1

I have a series of large, flat text files that I need to parse in order insert into a SQL database. Each record spans multiple lines and consists of about a hundred fixed-length fields. I am trying to figure out how to efficiently parse them without loading the entire file into memory.

Each record starts with a numeric "1" as the first character on a new line (though not every line that starts with "1" is a new record) and terminates many lines later with a series of 20 spaces. While each field is fixed-width, each record is variable-length because it may or may not contain several optional fields. So I've been using "...20 spaces...\n1" as a record delimiter.

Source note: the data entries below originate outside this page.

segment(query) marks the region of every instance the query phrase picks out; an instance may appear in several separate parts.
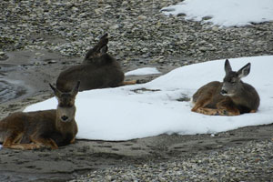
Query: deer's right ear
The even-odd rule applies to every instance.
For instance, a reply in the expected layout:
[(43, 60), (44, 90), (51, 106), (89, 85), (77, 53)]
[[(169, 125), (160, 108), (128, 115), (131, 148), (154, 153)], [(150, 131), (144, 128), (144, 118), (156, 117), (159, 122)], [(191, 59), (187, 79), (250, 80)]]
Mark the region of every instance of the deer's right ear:
[(73, 90), (71, 91), (71, 94), (74, 95), (74, 96), (76, 96), (77, 92), (78, 92), (78, 89), (79, 89), (79, 86), (80, 86), (80, 81), (77, 81), (76, 82), (76, 86), (73, 88)]
[(226, 62), (225, 62), (225, 71), (226, 71), (226, 74), (228, 74), (229, 72), (232, 71), (228, 59), (226, 59)]
[(240, 68), (237, 72), (239, 78), (245, 77), (250, 73), (250, 66), (251, 66), (251, 64), (248, 63), (246, 66), (244, 66), (242, 68)]
[(49, 84), (49, 86), (50, 86), (51, 89), (53, 90), (54, 95), (58, 97), (61, 95), (60, 91), (58, 89), (56, 89), (56, 87), (54, 87), (51, 84)]

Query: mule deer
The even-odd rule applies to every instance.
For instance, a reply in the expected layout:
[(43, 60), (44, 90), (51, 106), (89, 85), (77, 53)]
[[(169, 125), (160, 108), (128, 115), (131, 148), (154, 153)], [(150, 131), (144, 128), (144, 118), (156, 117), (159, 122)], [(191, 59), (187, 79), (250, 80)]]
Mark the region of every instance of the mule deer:
[(205, 115), (237, 116), (258, 110), (259, 96), (257, 91), (241, 81), (249, 74), (250, 63), (234, 72), (227, 59), (225, 71), (223, 82), (210, 82), (194, 94), (192, 111)]
[(106, 53), (107, 43), (106, 34), (87, 52), (83, 64), (61, 72), (56, 80), (56, 88), (67, 92), (77, 80), (81, 82), (80, 91), (136, 84), (136, 81), (124, 81), (125, 76), (119, 64)]
[(62, 93), (53, 86), (57, 97), (56, 109), (16, 112), (0, 121), (0, 143), (6, 148), (35, 149), (58, 147), (74, 143), (77, 133), (75, 121), (75, 98), (79, 82), (74, 89)]

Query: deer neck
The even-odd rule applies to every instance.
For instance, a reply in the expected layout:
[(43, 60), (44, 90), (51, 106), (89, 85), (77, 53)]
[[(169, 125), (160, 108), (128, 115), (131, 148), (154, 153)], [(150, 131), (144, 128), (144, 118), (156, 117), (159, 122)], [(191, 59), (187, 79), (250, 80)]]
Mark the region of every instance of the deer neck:
[(70, 122), (63, 122), (56, 119), (56, 127), (58, 132), (67, 134), (74, 132), (75, 120)]

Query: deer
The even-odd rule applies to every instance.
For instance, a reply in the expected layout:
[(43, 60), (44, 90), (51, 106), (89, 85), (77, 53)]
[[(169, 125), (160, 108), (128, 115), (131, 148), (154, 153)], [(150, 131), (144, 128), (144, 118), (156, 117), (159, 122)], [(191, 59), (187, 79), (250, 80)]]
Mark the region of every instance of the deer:
[(232, 71), (228, 59), (225, 62), (223, 82), (213, 81), (201, 86), (192, 96), (191, 111), (208, 116), (238, 116), (255, 113), (259, 106), (259, 96), (241, 78), (250, 73), (250, 63), (238, 71)]
[(77, 134), (75, 99), (80, 82), (70, 92), (61, 92), (49, 84), (57, 98), (56, 109), (15, 112), (0, 121), (3, 147), (31, 150), (57, 149), (72, 144)]
[(136, 84), (136, 80), (124, 81), (125, 75), (118, 62), (107, 54), (107, 35), (105, 34), (86, 53), (82, 64), (60, 73), (56, 79), (57, 89), (71, 90), (77, 80), (81, 82), (79, 91)]

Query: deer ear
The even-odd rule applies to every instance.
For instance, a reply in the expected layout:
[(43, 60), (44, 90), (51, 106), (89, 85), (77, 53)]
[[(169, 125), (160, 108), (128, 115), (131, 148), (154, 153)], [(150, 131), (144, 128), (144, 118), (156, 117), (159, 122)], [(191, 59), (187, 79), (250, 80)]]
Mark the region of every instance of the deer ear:
[(100, 49), (100, 53), (101, 53), (102, 55), (106, 54), (107, 50), (108, 50), (108, 46), (103, 46), (103, 47)]
[(251, 64), (248, 63), (245, 66), (240, 68), (237, 73), (239, 78), (247, 76), (250, 73)]
[(51, 84), (49, 84), (51, 89), (53, 90), (54, 92), (54, 95), (56, 96), (56, 97), (59, 97), (61, 96), (61, 92), (56, 89), (56, 87), (54, 87)]
[(80, 81), (77, 81), (76, 82), (76, 86), (73, 88), (73, 90), (71, 91), (71, 94), (74, 95), (74, 96), (76, 96), (77, 95), (77, 92), (78, 92), (78, 89), (79, 89), (79, 86), (80, 86)]
[(226, 71), (226, 74), (228, 74), (229, 72), (232, 71), (228, 59), (226, 59), (226, 62), (225, 62), (225, 71)]

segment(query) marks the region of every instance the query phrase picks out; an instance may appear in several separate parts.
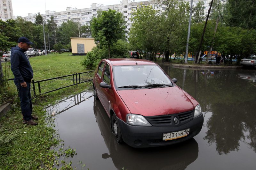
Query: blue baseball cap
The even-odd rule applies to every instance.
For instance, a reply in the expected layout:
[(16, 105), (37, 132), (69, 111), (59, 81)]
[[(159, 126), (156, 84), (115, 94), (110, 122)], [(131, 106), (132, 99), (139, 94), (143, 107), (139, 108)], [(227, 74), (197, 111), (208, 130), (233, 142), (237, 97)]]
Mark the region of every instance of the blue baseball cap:
[(18, 43), (20, 43), (20, 42), (25, 42), (28, 44), (34, 44), (25, 37), (21, 37), (19, 39)]

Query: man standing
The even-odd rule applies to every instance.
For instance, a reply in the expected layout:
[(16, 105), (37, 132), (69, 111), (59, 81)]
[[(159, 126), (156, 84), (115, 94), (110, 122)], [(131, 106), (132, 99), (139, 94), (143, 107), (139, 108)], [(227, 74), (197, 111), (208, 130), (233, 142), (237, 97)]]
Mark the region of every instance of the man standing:
[(11, 69), (14, 75), (14, 83), (17, 87), (20, 99), (20, 107), (23, 115), (23, 123), (36, 125), (32, 119), (37, 118), (31, 115), (32, 102), (30, 92), (33, 70), (26, 51), (33, 43), (24, 37), (18, 40), (18, 45), (11, 48)]

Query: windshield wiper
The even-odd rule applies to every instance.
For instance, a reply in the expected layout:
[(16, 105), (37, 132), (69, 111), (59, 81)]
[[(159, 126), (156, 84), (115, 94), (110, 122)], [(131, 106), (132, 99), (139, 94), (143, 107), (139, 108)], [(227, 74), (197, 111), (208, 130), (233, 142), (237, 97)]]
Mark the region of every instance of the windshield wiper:
[(162, 87), (164, 85), (168, 86), (169, 87), (172, 87), (172, 86), (168, 84), (152, 84), (151, 85), (145, 85), (145, 86), (148, 87)]
[(131, 88), (133, 89), (137, 89), (137, 88), (141, 88), (142, 87), (145, 87), (148, 89), (150, 88), (148, 87), (146, 87), (146, 86), (141, 86), (141, 85), (125, 85), (124, 86), (121, 86), (118, 87), (118, 88)]

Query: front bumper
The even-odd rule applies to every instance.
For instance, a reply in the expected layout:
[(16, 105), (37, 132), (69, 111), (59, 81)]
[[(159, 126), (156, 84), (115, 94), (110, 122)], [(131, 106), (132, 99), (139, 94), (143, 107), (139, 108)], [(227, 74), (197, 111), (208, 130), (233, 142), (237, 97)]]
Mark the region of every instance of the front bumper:
[[(187, 140), (198, 134), (204, 123), (202, 114), (188, 122), (175, 127), (139, 126), (127, 124), (117, 118), (124, 141), (133, 147), (149, 147), (165, 146)], [(163, 140), (163, 135), (189, 128), (187, 136), (167, 141)]]
[(246, 66), (252, 66), (253, 67), (256, 67), (256, 63), (246, 63), (240, 62), (240, 64)]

I've been trying to work with something like this to process 1kb at a time:

def read_in_chunks(file_object, chunk_size):
    while True:
        data = file_object.read(chunk_size)
        if not data:
            break
        yield data

file = open('test.txt')
for piece in read_in_chunks(file, chunk_size=1024):
   # Do stuff

However, the problem I'm running into is when a single record spans multiple chunks. Am I overlooking an obvious design pattern? This problem would seem to be somewhat common. Thanks!

jamieb
  • 9,847
  • 14
  • 48
  • 63
  • okay, i re-read the question...why not parse the file once just as a read-through to get the end of record positions of all records...then come back through feeding those values to your chunk size – RobotHumans Nov 15 '11 at 03:54
  • @aking1012: Thanks. That's the approach I've been working with since I wrote this question. However, reading a byte at a time takes forever and reading more than one byte at a time still leaves me with the problem of data spanning multiple chunks. I'm sure there's an obvious solution right in front of me. – jamieb Nov 15 '11 at 03:57
  • yeah, if you read two chunks at a time...then problem solved. in C it would be implemented as a circular buffer. i haven't seen a fast circular buffer implementation other than reading two chunks and winging it for python. if you go with the two chunks at a time, using rstrip/lstrip and getting the size difference might be effective...but I haven't load tested it. – RobotHumans Nov 15 '11 at 04:24
  • Two chunks won't work either, if a record can be longer than a single chunk. A 1026-byte record that starts on the last byte of a chunk will entirely span the next chunk and also the first byte of a *third* chunk. But reading the file in 1024-byte chunks is silly anyway, unless your system has *very* little memory. – rob mayoff Nov 15 '11 at 04:31
  • @robmayoff if you're only looking for the termination points...the record size doesn't matter any more...the size of the terminator does. then you tune your chunk size to memory size. just my opinion. on the how large is the file thing, when I hear large flat text file migrate to sql, i think financial institution with a many GB file – RobotHumans Nov 15 '11 at 04:58
  • I see... but if it's many GB in size, why would I want to read the entire file twice to load it? – rob mayoff Nov 15 '11 at 04:59

1 Answers1

3
def recordsFromFile(inputFile):
    record = ''
    terminator = ' ' * 20
    for line in inputFile:
        if line.startswith('1') and record.endswith(terminator):
            yield record
            record = ''
        record += line
    yield record

inputFile = open('test.txt')
for record in recordsFromFile(inputFile):
    # Do stuff

BTW, file is a built-in function. It's bad style to change its value.

rob mayoff
  • 375,296
  • 67
  • 796
  • 848